Pemberian analgetik dibatasi hanya untuk pasien yang tidak efektif diobati dengan nitrat dan anti koagulan. Analgetik pilihan masih tetap morfin sulfat yang diberikan secara intra vena dengan dosis meningkat 1 sampai 2 mg. Respon kardiovaskular terhadap morfin dipantau dengan cermat, khususnya tekanan darah, yang sewaktu-waktu dapat turun. Tetapi karena morfin dapat menurunkan preload dan afterload dan merelaksasi bronkus sehingga oksigenasi meningkat, maka tetap ada keuntungan terapeutik selain menghilangkan nyeri pada pemberian obat ini.

2) Betablocker

Bila pasien tetap menderita nyeri dada meskipun telah mendapat nitrogliserin dan merubah gaya hidup, maka perlu diberikan bahan penyekat beta adrenergic.

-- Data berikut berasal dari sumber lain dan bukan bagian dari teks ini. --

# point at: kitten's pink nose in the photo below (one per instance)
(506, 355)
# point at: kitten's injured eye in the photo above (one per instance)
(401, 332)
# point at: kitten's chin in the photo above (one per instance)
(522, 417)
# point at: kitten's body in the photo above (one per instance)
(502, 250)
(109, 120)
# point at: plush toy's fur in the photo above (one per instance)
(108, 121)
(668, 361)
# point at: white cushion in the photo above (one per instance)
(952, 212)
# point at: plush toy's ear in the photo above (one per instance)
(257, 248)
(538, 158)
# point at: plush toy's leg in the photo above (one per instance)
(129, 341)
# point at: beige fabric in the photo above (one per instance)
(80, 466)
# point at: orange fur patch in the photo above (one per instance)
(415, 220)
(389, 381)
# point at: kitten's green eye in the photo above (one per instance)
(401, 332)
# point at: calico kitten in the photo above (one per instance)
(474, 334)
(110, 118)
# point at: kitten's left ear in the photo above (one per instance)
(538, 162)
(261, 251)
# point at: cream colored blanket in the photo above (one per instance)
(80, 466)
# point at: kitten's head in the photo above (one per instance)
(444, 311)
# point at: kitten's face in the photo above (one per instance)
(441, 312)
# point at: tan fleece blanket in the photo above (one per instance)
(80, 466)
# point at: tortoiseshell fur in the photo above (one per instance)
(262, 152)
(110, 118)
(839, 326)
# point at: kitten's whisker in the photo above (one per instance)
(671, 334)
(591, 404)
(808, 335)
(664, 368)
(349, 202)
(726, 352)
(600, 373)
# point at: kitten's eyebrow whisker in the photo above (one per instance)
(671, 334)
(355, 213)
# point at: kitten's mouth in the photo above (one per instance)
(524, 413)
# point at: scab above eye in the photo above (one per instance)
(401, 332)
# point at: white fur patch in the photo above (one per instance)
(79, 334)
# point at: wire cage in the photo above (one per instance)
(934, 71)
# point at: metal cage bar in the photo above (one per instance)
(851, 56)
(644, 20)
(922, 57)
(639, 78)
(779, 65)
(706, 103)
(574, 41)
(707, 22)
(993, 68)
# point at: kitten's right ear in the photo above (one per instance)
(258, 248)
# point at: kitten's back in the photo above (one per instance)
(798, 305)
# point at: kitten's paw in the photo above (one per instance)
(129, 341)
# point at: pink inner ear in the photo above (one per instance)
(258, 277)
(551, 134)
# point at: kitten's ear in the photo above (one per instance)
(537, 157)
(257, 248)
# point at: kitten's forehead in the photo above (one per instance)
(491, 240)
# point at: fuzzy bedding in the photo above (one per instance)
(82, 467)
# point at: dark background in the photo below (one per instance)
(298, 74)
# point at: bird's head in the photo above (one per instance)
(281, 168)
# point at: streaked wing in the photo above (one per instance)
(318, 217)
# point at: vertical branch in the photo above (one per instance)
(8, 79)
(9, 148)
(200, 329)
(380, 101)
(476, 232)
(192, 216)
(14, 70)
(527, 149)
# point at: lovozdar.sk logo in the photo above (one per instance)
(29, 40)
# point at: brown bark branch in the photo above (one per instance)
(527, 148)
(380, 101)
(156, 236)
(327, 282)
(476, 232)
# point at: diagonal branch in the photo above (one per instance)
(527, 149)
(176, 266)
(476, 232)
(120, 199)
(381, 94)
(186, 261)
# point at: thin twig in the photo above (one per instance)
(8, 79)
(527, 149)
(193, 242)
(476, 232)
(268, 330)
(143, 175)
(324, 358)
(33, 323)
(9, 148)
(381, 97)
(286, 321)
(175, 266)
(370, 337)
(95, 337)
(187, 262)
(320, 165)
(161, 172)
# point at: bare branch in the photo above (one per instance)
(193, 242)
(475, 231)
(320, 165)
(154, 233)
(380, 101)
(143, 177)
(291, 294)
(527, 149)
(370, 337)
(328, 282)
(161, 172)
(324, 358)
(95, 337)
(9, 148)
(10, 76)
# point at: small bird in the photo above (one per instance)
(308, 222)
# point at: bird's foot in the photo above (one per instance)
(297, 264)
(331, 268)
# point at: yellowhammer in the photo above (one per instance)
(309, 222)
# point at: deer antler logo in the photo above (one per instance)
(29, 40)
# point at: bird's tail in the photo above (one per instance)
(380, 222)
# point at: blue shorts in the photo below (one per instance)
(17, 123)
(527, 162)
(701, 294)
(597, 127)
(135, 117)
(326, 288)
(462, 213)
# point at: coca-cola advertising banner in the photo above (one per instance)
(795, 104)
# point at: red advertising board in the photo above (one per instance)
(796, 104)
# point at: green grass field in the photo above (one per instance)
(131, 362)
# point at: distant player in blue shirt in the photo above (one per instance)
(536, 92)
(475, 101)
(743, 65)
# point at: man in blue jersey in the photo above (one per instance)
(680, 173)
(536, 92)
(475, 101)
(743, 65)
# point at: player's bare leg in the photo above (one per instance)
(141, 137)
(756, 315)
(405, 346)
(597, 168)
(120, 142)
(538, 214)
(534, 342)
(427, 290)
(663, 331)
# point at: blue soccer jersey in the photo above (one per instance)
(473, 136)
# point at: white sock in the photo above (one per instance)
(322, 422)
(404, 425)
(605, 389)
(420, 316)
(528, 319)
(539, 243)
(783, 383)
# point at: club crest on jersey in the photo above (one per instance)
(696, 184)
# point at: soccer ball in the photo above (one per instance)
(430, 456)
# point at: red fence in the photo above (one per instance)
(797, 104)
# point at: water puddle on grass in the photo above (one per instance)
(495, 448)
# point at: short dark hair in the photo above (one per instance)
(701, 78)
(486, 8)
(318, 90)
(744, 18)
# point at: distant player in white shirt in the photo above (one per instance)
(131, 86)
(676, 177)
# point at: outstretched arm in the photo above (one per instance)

Propranolol hidroklorit (inderal) masih merupakan obat pilihan. Obat ini berfungsi menurunkan konsumsi oksigen dengan menghambat impuls simpatis ke jantung.

3) Nitrogliserin

Nitrogliserin adalah bahan vasoaktif yang berfungsi melebarkan baik vena maupun arteria sehingga mempengaruhi sirkulasi perifer. Dengan pelebaran vena terjadi pengumpulan darah vena diseluruh tubuh. Akibatnya hanya sedikit darah yang kembali ke jantung dan terjadilah penurunan tekanan pengisian (preload). Nitrat juga melepaskan arteriol sistemik dan menyebabkan penurunan tekanan darah (penurunan

afterload). Semuanya itu berakibat pada penurunan kebutuhan oksigen

jantung, menciptakan suatu keadaan yang lebih seimbang antara suplai dan kebutuhan.

4) Aspirin

Aspirin sebagai antitrombotik sangat penting diberikan. Aspirin dianjurkan diberikan segera mungkin (di ruang gawat darurat) karena terbukti menurunkan angka kematian. Dari berbagai studi telah jelas terbukti bahwa aspirin masih merupakan obat utama untuk pencegahan thrombosis. Meta- analisa menunjukkan, bahwa dosis 75-150 mg sama efektivitasnya di bandingkan dengan dosis yang lebih besar. Karena itu aspirin disarankan diberikan pada semua pasien kecuali bila ditemui kontraindikasi. Selain itu aspirin juga disarankan diberi jangka lama namun perlu diperhatikan efek samping iritasi gastrointestinal dan perdarahan, alergi. Cardioaspirin memberikan efek samping yang lebih minimal dibandingkan dengan aspirin lainnya (Abdul Majid, 2007).